Anatman was a bad tool from day one, and players were recognizing this as soon as we were able to really get around to using it. Math showed that using it in the opener, even without the tool, WAS better than other openers, and depending on your luck/the ticks, could be FAR better than the alternatives. When I got around to learning how to use it, even without the use of the tool (which I have never installed, speaking personally), I could tell my own performance was beating the pants of Monks who weren't using it in their opener. And I'm hardly the best there is at this job. And the sad thing is, even after this patch, Anatman openers are still better, though the gap, once again proven by actual math, has closed considerably.
The community for every DPS naturally gravitates towards what works best, because every player who actually gives a shit wants to contribute as much as they can to their group. If SE wanted Monk, hell, ANY DPS, to actually develop different playstyles that accommodate different combinations of weaponskills and job skills to be used in many different ways, they'd have made a completely different game from the one we have today, where so much of EVERY DPS is centered around very specific rotations by design. There is little variation with how monks play because to eschew what works well in order to claw for some magical ideal where we can play how we 'want' is why we have a Tornado Kick guide on the forums right now that basically contorts itself to fit in a skill that itself is one of many problems the job currently faces.

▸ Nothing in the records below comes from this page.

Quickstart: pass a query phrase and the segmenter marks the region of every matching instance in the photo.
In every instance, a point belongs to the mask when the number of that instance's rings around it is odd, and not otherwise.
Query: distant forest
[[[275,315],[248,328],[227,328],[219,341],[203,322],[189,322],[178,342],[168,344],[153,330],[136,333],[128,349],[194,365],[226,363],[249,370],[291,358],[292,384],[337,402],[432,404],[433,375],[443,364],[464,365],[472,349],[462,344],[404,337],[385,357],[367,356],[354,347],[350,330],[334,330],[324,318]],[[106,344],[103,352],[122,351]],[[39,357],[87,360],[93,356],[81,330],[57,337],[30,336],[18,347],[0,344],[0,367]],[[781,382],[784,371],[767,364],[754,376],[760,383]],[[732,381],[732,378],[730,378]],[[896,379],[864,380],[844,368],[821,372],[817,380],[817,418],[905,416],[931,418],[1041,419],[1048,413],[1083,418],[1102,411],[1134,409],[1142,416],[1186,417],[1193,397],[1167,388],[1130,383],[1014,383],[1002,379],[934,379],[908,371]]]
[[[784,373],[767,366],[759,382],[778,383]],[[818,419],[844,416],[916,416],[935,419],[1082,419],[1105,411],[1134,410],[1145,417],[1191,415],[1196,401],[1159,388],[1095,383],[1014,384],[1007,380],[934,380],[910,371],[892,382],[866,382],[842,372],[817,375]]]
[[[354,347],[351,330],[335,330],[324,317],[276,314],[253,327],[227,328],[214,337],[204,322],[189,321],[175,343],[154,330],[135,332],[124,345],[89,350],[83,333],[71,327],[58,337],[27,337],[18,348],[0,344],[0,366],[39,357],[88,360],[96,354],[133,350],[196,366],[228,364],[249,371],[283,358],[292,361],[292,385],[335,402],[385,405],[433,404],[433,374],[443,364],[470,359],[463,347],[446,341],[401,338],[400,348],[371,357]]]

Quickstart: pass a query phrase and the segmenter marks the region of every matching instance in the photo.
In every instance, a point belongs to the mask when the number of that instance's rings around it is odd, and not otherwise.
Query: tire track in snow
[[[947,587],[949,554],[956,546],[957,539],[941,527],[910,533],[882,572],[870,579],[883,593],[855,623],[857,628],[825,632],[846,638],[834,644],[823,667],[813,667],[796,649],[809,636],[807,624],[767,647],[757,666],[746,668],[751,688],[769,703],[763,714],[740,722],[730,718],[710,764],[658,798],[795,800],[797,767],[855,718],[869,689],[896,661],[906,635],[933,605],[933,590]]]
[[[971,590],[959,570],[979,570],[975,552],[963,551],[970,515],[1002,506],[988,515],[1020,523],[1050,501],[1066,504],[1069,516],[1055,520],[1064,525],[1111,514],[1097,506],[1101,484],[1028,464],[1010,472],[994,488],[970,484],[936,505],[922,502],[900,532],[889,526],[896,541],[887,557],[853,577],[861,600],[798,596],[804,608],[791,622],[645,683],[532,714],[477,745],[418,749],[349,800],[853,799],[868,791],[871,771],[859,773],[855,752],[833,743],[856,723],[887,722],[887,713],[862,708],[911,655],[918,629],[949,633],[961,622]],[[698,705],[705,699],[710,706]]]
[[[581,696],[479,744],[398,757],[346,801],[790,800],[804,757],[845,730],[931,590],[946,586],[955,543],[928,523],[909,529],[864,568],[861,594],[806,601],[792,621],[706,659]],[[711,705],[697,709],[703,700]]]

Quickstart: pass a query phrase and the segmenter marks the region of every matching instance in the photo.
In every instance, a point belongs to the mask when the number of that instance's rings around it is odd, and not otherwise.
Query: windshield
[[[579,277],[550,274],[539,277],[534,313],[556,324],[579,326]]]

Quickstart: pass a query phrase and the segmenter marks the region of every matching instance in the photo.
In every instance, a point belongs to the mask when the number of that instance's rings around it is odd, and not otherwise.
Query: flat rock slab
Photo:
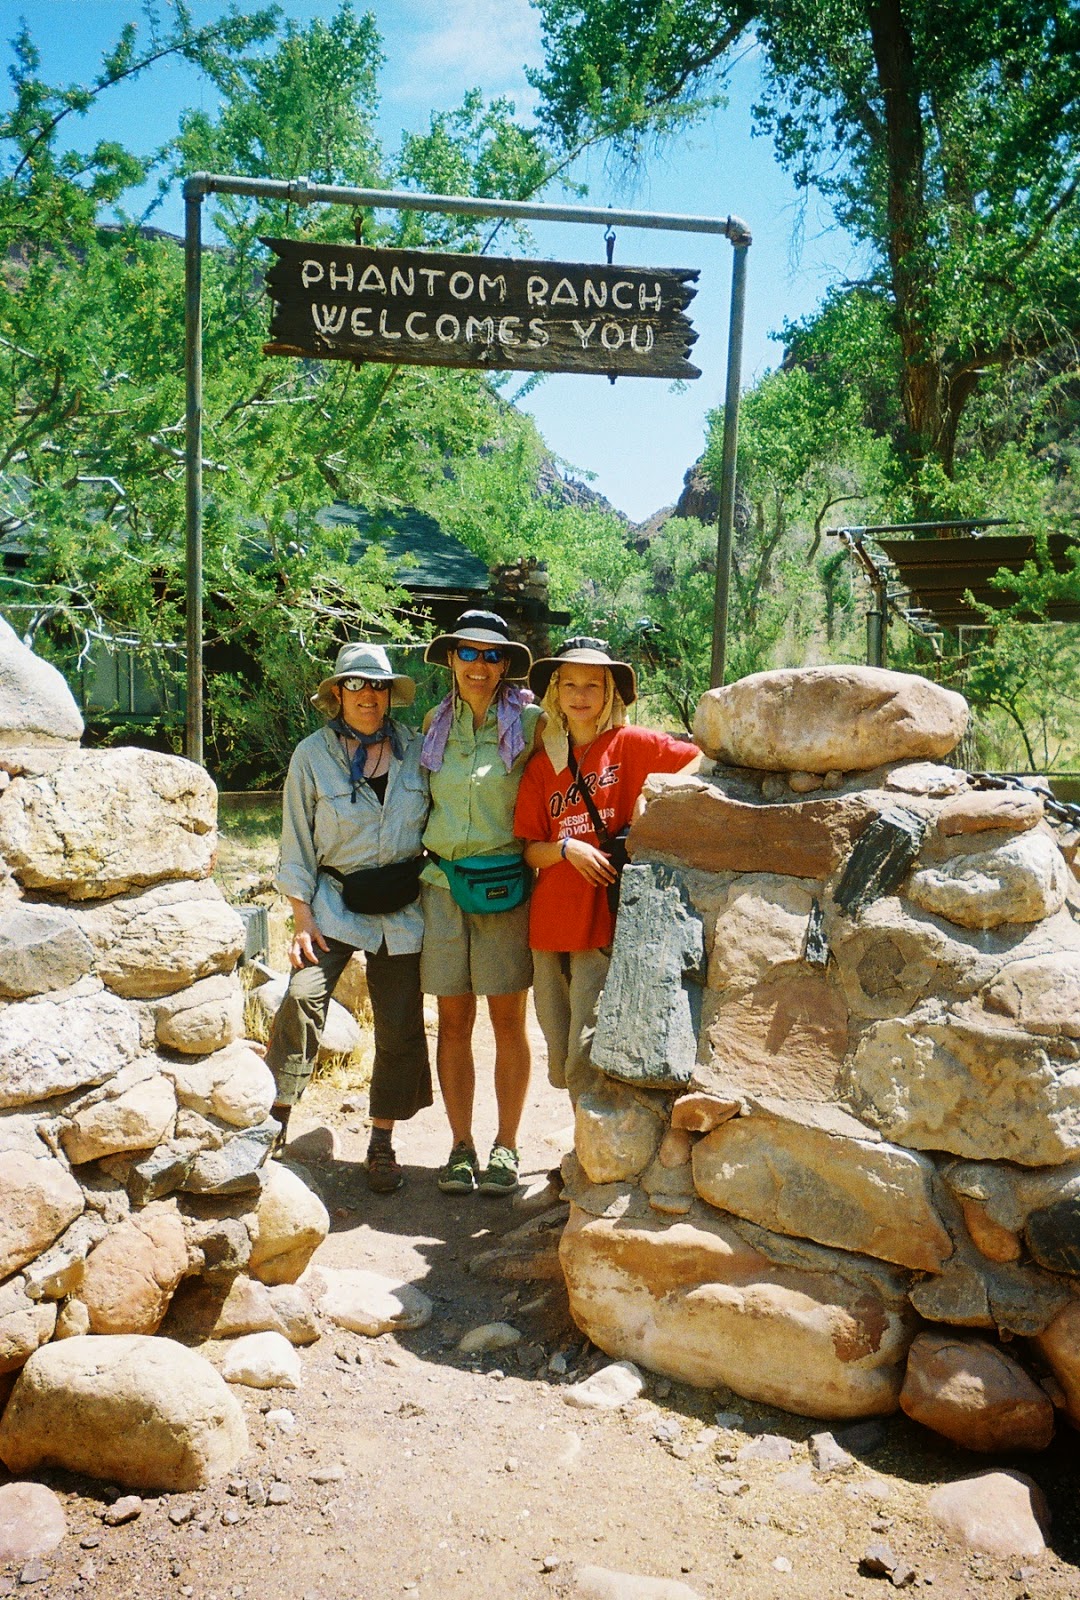
[[[905,888],[924,911],[961,928],[1041,922],[1065,904],[1069,869],[1053,836],[1019,833],[989,850],[916,866]]]
[[[938,832],[946,838],[991,828],[1026,833],[1042,821],[1045,810],[1042,795],[1033,789],[968,791],[946,800],[938,813]]]
[[[0,1417],[9,1471],[60,1467],[131,1489],[201,1488],[247,1448],[224,1380],[171,1339],[89,1335],[44,1345]]]
[[[968,724],[967,701],[914,673],[880,667],[755,672],[698,702],[694,739],[707,755],[767,772],[866,772],[938,760]]]
[[[1023,1472],[981,1472],[932,1490],[926,1509],[958,1543],[993,1556],[1041,1556],[1050,1511]]]
[[[608,1567],[578,1567],[573,1600],[701,1600],[697,1589],[678,1578],[648,1578]]]
[[[0,1566],[47,1556],[67,1533],[64,1508],[42,1483],[5,1483],[0,1488]]]
[[[304,1287],[329,1322],[371,1338],[422,1328],[434,1309],[413,1284],[397,1283],[362,1267],[312,1267],[304,1276]]]
[[[282,1333],[247,1333],[230,1345],[221,1376],[250,1389],[299,1389],[300,1357]]]
[[[568,1406],[581,1411],[618,1411],[645,1392],[645,1379],[632,1361],[615,1361],[563,1391]]]
[[[630,830],[634,860],[664,856],[702,872],[827,878],[871,817],[891,803],[878,791],[791,804],[752,804],[722,781],[675,774],[650,779],[654,796]],[[877,803],[875,803],[875,795]]]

If SE wants to "fix" the job and make us more "flexible," in your words, well, when they actually get around to making an attempt it might very be the first time they've made the effort. Until then, we still have our rotations, we still have Tornado Kick sucking incredibly bad, we still have far too many ways to both maintain GL AND ignore positionals, and we still sit in the same goddamn Fist for 99 percent of a fight like we have since forever.